O linho e a lã foram a base de todo o vestuário popular rural alto minhoto, até ao início do século XX, altura em que foram sendo substituídos por algodões e outras fibras industriais. 
Do acervo do museu fazem parte os instrumentos de fabrico destas matérias matérias-primas que as lavradeiras souberam decorar com um apuradíssimo sentido estético, produzindo peças de uma beleza extraordinária, saídas inteiramente das suas mãos.

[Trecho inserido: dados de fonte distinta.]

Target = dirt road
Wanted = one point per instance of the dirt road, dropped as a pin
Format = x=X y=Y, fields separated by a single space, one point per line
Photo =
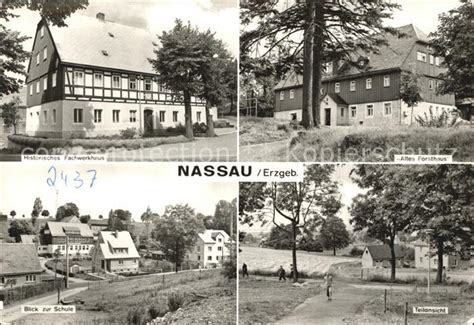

Trata-se de um processo feito inteiramente dentro do agregado familiar, recorrendo-se, no caso dos trabalhos que precisavam de mais mão-de-obra, a uma lógica de ajuda entre vizinhos, pagos pela reciprocidade. Nestes trabalhos coletivos havia sempre uma carga de diversão muito forte, com refeições melhoradas, música e cantigas que promoviam o convívio e onde eram mesmo permitidas certas liberdades como, por exemplo, as danças, os encontros noturnos proporcionados pelas espadelagens, ou mesmo os abraços entre rapazes e raparigas quando se rebolavam juntos pelo linhar, na altura da arrinca do linho.

Ourivesaria

Em 2011, num raro gesto de generosidade e amor à sua terra, Manuel Rodrigues Freitas, proprietário de uma das mais conhecidas ourivesarias portuguesas, decidiu doar a coleção que reuniu ao longo dos anos. 
Esta coleção, composta essencialmente por peças de ourivesaria tradicional, mas também por outras peças mais eruditas, como são, por exemplo, os relógios, faz agora parte da Fundação Eduardo Freitas – que homenageia o seu filho – e da qual faz parte a Câmara Municipal de Viana do Castelo.